NY: Orbit Books, 2013.

This third volume in “The Expanse” continues the frantic pace and high narrative quality of the first two. There’s been more than a thousand pages of exposition already, which makes it difficult to summarize what has come before. I’ll limit myself to saying that the alien “protomolecule” — machine or organism or whatever it is — has left Venus behind, sailed off to the orbit of Uranus, and built a vast ring, which can only be a gateway, a teleportation point to someplace far away.

We follow Capt. Jim Holden and his small, overworked crew on the private warship Rocinante as they continue to struggle to stay alive and make a living, and we meet some new major players as well.

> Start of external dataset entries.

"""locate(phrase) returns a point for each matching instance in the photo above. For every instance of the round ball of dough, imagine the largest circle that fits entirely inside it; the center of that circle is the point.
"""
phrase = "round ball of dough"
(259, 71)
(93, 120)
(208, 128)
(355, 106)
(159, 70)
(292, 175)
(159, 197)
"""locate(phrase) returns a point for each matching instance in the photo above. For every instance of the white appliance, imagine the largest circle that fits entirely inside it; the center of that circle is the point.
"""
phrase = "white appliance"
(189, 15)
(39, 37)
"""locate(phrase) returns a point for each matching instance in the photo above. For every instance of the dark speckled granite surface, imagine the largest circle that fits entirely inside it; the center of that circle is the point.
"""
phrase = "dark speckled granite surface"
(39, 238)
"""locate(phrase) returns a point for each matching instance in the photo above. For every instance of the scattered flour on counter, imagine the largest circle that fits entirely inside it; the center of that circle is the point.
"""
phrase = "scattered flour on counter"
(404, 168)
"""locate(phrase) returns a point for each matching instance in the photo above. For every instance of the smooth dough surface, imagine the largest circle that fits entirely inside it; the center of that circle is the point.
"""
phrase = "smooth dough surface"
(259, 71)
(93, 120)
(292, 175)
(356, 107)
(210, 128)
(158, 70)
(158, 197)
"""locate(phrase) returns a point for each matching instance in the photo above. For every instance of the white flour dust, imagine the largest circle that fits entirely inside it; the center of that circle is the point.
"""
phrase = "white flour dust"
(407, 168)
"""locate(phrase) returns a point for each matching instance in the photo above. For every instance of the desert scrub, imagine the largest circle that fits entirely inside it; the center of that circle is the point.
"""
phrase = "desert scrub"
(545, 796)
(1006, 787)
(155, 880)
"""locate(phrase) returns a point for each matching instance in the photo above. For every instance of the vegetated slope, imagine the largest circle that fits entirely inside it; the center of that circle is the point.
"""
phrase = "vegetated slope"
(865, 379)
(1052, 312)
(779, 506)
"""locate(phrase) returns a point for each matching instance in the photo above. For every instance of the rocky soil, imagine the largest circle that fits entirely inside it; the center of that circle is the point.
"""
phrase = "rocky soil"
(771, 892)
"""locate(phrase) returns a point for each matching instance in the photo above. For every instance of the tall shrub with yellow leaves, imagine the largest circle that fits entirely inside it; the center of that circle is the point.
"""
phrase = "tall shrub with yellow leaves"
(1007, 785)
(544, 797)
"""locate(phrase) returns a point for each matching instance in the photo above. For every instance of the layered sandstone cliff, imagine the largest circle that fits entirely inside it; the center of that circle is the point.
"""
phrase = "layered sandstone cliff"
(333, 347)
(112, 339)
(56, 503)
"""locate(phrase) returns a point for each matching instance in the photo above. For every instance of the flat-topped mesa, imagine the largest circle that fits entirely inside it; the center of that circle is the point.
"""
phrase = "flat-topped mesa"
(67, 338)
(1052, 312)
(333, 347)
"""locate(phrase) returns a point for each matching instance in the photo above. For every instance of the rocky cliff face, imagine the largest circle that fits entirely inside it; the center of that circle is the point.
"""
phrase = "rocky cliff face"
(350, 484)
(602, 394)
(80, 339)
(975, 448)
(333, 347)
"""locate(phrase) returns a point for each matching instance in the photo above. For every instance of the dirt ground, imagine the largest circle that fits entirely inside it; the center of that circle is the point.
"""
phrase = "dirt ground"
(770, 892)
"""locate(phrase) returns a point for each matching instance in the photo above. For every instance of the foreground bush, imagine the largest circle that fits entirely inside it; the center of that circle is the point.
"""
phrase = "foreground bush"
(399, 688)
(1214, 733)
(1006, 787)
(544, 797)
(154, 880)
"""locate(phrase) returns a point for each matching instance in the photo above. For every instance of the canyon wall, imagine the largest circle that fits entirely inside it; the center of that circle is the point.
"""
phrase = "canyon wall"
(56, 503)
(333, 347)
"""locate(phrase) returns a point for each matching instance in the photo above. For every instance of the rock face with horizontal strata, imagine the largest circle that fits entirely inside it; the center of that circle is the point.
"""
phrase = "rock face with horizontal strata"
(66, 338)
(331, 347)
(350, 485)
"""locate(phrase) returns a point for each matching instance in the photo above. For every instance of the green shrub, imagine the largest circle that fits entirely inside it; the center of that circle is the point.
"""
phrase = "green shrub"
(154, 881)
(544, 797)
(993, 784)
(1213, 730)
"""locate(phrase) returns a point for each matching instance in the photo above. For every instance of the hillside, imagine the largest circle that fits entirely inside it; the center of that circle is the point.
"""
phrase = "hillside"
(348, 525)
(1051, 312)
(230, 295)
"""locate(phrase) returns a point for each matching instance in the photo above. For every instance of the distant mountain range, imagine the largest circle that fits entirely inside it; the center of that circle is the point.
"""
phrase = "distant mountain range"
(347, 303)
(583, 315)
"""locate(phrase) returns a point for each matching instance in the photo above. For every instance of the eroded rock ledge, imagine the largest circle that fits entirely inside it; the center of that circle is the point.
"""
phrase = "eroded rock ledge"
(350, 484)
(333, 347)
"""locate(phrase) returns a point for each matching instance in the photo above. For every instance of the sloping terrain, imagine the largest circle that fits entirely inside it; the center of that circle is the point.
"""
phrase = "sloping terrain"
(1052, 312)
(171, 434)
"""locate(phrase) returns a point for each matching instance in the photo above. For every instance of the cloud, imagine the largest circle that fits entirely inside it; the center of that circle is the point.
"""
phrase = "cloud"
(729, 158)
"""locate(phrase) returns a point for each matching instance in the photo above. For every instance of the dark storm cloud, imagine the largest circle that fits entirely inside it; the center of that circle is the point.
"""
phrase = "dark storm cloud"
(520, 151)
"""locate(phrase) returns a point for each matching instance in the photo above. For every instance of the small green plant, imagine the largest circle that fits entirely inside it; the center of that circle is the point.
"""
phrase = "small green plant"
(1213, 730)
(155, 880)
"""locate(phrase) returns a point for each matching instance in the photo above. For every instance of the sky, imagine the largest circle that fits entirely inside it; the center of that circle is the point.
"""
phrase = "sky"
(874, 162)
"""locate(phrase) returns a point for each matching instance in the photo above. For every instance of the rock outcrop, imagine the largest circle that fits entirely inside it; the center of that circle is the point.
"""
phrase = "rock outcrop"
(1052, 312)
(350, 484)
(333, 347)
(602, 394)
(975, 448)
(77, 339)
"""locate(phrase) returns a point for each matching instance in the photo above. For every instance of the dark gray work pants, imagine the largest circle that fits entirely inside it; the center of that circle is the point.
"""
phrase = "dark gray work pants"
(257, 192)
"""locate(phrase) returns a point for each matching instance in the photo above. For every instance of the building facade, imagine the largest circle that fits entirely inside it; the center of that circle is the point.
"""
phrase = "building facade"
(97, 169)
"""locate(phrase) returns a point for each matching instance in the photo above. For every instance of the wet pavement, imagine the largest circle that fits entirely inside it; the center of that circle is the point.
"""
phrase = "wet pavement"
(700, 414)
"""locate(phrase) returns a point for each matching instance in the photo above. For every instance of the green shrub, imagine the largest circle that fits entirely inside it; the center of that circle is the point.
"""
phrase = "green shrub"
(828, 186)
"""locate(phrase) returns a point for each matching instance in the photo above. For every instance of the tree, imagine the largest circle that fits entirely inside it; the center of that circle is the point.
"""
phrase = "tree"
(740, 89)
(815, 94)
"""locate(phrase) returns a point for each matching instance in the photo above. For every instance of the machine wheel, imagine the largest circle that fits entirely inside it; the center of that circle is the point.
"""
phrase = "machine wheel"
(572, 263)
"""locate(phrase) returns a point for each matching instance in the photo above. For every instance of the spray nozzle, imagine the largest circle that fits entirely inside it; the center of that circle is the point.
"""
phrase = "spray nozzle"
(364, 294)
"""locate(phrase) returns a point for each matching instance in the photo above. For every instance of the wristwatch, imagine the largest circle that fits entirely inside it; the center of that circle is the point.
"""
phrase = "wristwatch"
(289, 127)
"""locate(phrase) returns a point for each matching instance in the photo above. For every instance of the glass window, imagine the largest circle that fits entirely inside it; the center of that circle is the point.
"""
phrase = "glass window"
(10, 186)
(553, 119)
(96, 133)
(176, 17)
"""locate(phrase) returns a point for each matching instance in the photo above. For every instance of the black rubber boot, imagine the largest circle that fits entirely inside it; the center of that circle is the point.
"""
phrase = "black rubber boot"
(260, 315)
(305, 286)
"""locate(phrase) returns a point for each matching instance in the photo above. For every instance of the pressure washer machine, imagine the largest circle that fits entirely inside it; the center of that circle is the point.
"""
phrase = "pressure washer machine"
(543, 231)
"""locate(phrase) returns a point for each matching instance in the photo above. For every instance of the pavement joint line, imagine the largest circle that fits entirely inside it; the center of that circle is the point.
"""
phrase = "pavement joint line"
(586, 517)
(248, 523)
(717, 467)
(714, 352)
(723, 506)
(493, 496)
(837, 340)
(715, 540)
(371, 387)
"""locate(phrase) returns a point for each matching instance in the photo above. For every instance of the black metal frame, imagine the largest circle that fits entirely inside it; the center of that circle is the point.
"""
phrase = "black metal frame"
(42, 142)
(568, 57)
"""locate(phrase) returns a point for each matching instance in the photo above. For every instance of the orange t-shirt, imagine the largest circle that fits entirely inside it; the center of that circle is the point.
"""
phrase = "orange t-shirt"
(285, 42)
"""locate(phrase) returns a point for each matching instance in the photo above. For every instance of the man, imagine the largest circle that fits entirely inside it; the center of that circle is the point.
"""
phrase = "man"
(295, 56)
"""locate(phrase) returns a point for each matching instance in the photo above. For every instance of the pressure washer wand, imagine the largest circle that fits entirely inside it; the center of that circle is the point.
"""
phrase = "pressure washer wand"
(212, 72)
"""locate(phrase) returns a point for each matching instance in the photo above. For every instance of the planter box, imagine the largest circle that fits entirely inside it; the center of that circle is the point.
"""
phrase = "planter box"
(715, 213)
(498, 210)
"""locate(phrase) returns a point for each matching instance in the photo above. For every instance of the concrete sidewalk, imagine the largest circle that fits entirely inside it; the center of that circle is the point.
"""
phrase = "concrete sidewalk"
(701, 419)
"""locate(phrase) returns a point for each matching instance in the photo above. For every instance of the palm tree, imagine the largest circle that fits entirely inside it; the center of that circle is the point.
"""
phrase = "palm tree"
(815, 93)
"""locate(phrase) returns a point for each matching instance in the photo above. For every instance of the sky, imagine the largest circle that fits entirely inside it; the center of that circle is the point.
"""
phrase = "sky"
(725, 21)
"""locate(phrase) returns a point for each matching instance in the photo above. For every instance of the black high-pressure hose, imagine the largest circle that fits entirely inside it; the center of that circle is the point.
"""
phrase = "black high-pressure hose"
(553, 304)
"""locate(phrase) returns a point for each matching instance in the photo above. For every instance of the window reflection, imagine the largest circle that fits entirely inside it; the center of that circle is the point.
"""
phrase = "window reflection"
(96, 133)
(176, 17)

There’s Carlos de Baca — “Bull” to his friends — who finds himself appointed chief of security on the vast ship sent by the Outer Planets Alliance to check out the Ring. (He ought to have been captain, or at least the XO, but he’s an Earther, so the politicians needed an acceptable figurehead.) Then there’s Melba Koh, low-level electronics tech helping to service the fleet Earth is sending to also investigate the Ring. Except that she’s actually Clarissa Mao, kid sister of the protomolecule’s first victim, and she blames Holden personally for Julie’s death. And she doesn’t care who gets in the way of her revenge. And then there’s the Rev. Anna Volovodov, a short, red-haired Methodist who has been dragooned into joining the Ring expedition by the UN, and who is going to have her life changed several times over.

And looming over everyone is the mystery of the Ring’s purpose. The protomolecule was launched into our solar system a couple billion years ago but got sidetracked, fortunately for our single-celled ancestors. And now that it seems finally to have completed its original mission, what happens next? Because it’s obvious that “the Ring was a way for something to get here. Not just a gateway. A beachhead.”

The authors (“Corey” is a joint nom-de-plume) do an amazing job not just with the action-filled plot, which tears along at a terrific rate, but with their deft development of the characters, even the minor ones. And they know when to flesh out the details of their future society and when to let the reader fill in the blanks himself. This is space opera, and writing, of unusually high quality.